As it relates to the super market here (it's going to be a Star Market?), why has it taken so long for full service supermarkets to really start popping up in the city? Whole Foods in the South End at Ink Block. Roche Brothers inside Millennium Tower in DTX. Trader Joe's over in Allston near HBS. Star Market here in Causeway Street.
There's a graduate level class on food deserts and accessibility to grocery stores in urban areas that I could direct you to if you want a very nuanced answer to that question. (otherwise, I'll spare you)

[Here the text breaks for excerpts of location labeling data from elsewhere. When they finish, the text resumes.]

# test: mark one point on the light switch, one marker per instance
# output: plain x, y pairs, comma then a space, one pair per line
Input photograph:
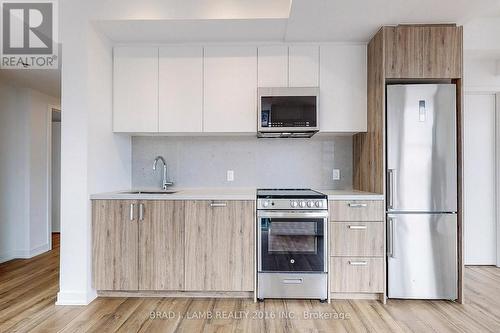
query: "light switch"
230, 175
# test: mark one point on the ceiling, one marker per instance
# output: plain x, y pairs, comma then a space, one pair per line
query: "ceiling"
276, 20
174, 21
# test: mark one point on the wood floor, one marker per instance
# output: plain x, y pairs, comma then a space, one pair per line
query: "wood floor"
28, 292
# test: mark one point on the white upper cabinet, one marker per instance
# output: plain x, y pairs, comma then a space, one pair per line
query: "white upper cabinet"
343, 88
180, 89
230, 89
303, 69
135, 89
273, 66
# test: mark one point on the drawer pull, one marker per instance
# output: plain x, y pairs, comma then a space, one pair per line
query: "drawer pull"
357, 227
141, 212
132, 215
357, 205
218, 204
293, 281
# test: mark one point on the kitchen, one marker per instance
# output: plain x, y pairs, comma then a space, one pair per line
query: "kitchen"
264, 174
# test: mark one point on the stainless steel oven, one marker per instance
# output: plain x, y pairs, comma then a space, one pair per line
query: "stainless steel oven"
292, 246
287, 112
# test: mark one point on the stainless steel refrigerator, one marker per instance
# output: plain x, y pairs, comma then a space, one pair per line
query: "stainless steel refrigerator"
422, 191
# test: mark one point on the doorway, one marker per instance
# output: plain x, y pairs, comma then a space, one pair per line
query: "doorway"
480, 175
54, 173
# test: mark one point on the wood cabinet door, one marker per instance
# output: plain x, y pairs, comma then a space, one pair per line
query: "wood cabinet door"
219, 245
230, 89
114, 244
404, 52
135, 89
180, 89
161, 245
442, 52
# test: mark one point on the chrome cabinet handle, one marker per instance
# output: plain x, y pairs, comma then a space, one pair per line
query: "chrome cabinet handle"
141, 212
357, 205
390, 237
131, 212
357, 227
390, 188
358, 263
218, 204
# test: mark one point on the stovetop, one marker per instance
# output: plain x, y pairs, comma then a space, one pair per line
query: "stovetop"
289, 194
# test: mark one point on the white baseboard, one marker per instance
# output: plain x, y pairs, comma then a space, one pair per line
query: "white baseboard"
75, 297
24, 254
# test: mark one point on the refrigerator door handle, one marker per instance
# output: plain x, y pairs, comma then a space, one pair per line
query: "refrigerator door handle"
390, 238
390, 188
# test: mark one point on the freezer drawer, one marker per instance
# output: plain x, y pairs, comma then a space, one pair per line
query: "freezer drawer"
422, 256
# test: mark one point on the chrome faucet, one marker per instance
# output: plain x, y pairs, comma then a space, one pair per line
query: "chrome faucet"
165, 183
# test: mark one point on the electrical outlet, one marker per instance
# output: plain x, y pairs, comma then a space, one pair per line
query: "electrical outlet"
336, 174
230, 175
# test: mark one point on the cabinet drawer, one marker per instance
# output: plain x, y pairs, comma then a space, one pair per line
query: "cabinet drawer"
357, 275
345, 211
357, 239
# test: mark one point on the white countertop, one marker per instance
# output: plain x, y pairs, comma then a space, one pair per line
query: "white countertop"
226, 193
209, 193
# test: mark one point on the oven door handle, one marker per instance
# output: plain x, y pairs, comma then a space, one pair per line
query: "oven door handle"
292, 214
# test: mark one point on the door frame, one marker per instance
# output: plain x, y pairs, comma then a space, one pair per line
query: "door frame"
497, 168
50, 107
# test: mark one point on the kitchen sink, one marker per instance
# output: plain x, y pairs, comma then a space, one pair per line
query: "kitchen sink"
150, 192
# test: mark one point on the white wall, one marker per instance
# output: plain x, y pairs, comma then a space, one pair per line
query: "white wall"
56, 176
24, 146
481, 82
481, 74
479, 180
93, 159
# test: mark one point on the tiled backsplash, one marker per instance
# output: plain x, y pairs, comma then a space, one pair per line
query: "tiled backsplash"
275, 163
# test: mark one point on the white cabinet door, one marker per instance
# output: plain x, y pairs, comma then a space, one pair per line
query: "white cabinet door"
230, 89
343, 91
135, 89
273, 66
181, 89
479, 180
303, 68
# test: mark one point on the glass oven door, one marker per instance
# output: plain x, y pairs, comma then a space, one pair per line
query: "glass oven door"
292, 241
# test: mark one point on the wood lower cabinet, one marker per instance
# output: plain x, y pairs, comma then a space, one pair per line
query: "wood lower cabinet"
357, 275
357, 249
114, 245
161, 245
356, 211
219, 245
357, 239
138, 245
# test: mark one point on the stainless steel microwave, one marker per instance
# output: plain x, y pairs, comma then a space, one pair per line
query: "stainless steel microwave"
287, 112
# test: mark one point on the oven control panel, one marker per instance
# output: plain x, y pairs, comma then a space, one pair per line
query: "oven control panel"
292, 204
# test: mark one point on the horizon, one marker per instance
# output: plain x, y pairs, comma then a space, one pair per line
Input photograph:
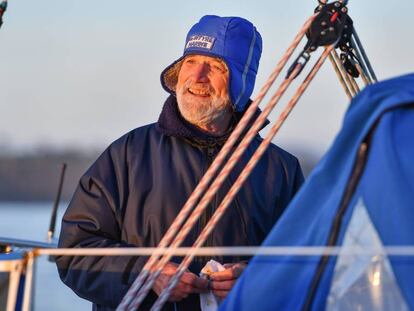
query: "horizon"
78, 75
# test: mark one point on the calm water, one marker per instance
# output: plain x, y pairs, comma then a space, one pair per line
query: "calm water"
31, 221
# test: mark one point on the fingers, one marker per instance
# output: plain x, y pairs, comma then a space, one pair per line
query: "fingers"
195, 281
222, 285
232, 272
221, 289
189, 283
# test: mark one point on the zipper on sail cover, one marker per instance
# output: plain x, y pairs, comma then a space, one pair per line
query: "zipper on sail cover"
337, 223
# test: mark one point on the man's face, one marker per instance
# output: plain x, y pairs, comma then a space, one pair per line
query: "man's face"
202, 90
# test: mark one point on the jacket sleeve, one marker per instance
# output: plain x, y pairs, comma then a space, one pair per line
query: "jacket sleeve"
94, 219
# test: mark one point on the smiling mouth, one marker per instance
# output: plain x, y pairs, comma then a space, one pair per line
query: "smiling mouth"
199, 92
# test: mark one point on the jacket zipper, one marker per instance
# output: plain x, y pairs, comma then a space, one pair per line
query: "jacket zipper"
208, 212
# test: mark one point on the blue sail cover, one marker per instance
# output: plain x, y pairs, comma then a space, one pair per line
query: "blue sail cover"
380, 213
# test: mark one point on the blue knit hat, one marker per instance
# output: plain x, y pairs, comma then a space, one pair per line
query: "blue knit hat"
234, 40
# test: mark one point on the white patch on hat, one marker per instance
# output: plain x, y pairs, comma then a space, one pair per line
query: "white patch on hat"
200, 41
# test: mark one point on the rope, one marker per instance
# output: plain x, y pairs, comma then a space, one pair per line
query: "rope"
229, 251
240, 180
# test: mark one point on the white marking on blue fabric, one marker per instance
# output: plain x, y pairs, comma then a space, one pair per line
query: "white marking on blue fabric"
246, 68
200, 41
364, 282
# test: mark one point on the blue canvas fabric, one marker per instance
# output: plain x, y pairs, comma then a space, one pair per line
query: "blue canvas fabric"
234, 40
386, 188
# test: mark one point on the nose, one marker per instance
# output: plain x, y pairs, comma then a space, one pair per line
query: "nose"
201, 72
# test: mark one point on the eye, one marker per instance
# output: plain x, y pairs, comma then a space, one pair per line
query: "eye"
219, 67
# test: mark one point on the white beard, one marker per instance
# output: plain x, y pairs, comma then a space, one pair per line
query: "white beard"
202, 112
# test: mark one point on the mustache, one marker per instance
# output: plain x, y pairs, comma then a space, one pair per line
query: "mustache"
205, 87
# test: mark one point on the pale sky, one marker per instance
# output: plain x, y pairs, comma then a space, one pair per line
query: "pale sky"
81, 73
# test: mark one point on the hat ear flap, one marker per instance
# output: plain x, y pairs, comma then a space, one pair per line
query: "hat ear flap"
170, 76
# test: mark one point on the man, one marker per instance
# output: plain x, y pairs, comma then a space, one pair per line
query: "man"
133, 192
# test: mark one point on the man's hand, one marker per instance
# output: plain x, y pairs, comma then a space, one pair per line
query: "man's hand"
188, 284
222, 282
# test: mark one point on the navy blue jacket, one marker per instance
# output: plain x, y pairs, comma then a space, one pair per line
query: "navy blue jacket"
135, 189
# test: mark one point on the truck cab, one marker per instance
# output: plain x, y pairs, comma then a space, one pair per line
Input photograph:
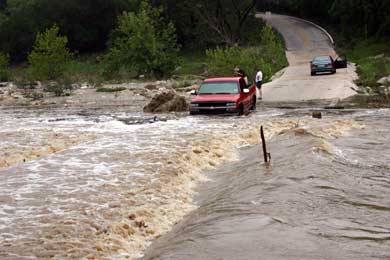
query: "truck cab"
223, 95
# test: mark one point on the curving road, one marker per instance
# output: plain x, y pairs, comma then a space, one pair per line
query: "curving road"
303, 42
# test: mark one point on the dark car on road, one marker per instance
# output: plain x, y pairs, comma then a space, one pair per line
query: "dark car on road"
323, 64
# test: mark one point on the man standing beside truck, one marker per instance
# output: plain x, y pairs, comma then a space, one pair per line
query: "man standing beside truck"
259, 83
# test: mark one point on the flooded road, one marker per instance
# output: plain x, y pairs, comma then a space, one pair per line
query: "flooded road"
105, 184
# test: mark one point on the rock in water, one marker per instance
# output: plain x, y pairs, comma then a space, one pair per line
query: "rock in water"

The "short" answer: not enough people with disposable income lived downtown until the last couple decades to merit construction of large-scale supermarkets. Millennium Crossing (as I've dubbed their Tower, Place, & Avery residences), Archstone, Kensington, Ava, and other Downtown residential towers concentrated thousands of high-income earners in the neighborhood, thus establishing a market there for a Roche Bros. The Master Plan for Ink Block, 345 Harrison, Troy, and several other residential developments in the South End & Broadway areas drove the market for a supermarket in that area.
Though more housing has popped up around HBS & Western Ave in Allston where the Trader Joes opened, I genuinely wonder if that store opening was more a response to relieve congestion at the Coolidge Corner location. (I've read in a couple places that the Coolidge Trader Joes is the busiest or most profitable per square foot in the country).
Among West End reconstruction, Avenir, Victor, Merano, the Bulfinch Crossing master plan, and (of course) the Hub on Causeway master plan, the new market of thousands of residents in the Bulfinch Triangle drives the demand to support a Star Market at Hub on Causeway.
The only other consideration I'd add is the challenge with finding upwards of 40,000+ square feet in the middle of the city to add new supermarkets. Deals like that take a long time to coordinate and evolve from (see Filene's Basement Hole). At the end of the day, decision-making and planning during the last decade will continue to make Boston a more livable city than most in the long run.